Each scenario involved about 70 patients with various injuries that were similar to what nurses would encounter in the event of a global terrorism or extreme climate incident, for which it is becoming increasingly important to prepare nursing students, according to course co-ordinator Jane Currie.
"The focus of mass casualty education is towards specialty disciplines but if there is a mass casualty incident, it's very likely that nurses will be involved," said Ms Currie, who is the lead author of the first paper on the provision of mass casualty nursing education in Australia. It was recently published in Nurse Education in Practice. There are very few documented accounts of the inclusion of mass casualty education within undergraduate nursing programs," the paper notes.
The course, which is one of a few being taught in Australia, was introduced to the undergraduate nursing degree at Sydney University in 2014 and has since been expanded to involve NSW emergency services and former students. It combines theory with a simulation of a mass disaster in which nursing students work alongside medical students, staff from Bankstown Lidcombe Hospital's emergency department, paramedics from NSW Ambulance and nurses from NSW Air Ambulance to treat other students who are acting as patients.
"One of the benefits of doing this at an undergraduate level is that you do establish that every nurse would have baseline mass casualty education," Ms Currie said.
Melissa Manjon, 20, who sat her final nursing exam last week and will begin working at a public hospital in Sydney next month, said the simulation was more difficult than she expected.
"The mass casualty day was terrifying," Ms Manjon said. "I went in feeling really prepared but it was very chaotic, people were haemorrhaging, it was very loud and very hard to think and people were constantly interrupting.
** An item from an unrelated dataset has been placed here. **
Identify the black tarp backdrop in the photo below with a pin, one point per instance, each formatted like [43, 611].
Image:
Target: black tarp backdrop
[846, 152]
That's what it will be like in a mass casualty incident. I definitely feel more aware. I was kind of flustered and running around everywhere, but in real life I know I'll need to slow down and treat each patient as they come."
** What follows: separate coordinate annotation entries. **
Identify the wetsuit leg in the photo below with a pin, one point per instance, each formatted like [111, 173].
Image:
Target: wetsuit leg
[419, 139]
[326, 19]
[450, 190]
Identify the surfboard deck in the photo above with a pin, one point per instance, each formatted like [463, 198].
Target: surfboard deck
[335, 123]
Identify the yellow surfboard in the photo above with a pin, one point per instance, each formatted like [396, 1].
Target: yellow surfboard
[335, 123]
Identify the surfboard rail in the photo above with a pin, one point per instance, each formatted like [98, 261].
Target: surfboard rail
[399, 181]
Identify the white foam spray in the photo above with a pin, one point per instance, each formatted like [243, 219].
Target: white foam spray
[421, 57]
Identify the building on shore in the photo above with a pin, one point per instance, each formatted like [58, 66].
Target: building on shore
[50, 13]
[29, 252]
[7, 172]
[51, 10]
Vanessa Korkise, 20, who is also a final-year nursing student and has a graduate nursing job lined up for next year, said the simulations were very different from working in a hospital.
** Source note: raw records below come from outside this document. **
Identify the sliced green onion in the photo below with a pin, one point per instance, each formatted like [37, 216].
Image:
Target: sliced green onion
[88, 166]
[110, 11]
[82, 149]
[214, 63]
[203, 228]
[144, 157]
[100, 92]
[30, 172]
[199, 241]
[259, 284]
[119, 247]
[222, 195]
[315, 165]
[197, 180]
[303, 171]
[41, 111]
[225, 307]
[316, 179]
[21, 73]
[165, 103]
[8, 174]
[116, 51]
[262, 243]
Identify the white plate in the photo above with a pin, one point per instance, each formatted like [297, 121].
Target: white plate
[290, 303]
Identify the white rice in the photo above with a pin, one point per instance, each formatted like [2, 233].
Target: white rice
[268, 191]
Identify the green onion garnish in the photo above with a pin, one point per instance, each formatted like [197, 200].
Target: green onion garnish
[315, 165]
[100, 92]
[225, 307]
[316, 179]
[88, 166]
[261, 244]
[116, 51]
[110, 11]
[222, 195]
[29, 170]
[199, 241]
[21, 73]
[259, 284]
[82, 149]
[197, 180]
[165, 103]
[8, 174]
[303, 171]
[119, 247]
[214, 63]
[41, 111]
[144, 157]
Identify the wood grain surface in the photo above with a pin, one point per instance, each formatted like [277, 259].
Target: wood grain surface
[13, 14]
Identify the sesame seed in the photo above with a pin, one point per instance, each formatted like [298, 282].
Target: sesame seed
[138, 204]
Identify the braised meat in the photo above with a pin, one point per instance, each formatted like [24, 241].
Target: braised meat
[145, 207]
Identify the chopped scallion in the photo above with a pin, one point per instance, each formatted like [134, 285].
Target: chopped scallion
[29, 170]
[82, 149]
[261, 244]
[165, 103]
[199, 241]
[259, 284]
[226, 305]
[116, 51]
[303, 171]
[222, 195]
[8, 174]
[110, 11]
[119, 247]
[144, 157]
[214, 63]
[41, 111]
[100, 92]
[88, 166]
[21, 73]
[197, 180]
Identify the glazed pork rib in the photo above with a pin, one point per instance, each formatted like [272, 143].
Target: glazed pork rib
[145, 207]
"It was such an unpredictable environment where people were just walking around and screaming, and you have so many casualties," Vanessa said. "It was just about being able to do the most for the most. If a patient was deteriorating in a pre-hospital environment, we had to keep doing what we could for other patients who could survive."
Ms Currie said the resource-heavy simulation day was one of the most important parts of the new course.
"There's a thing called the theory-practice gap where it's quite difficult to bring things to life when you're teaching a practical subject," Ms Currie said.
"So we've tried to layer lectures and tutorials with practice so students could actually experience what it is like to treat multiple casualties.
"It's quite resource intensive but we've had support from Sydney Medical School, hospitals and emergency services. It's very much embedded in industry, it's very important that you have people facilitating it who have that experience."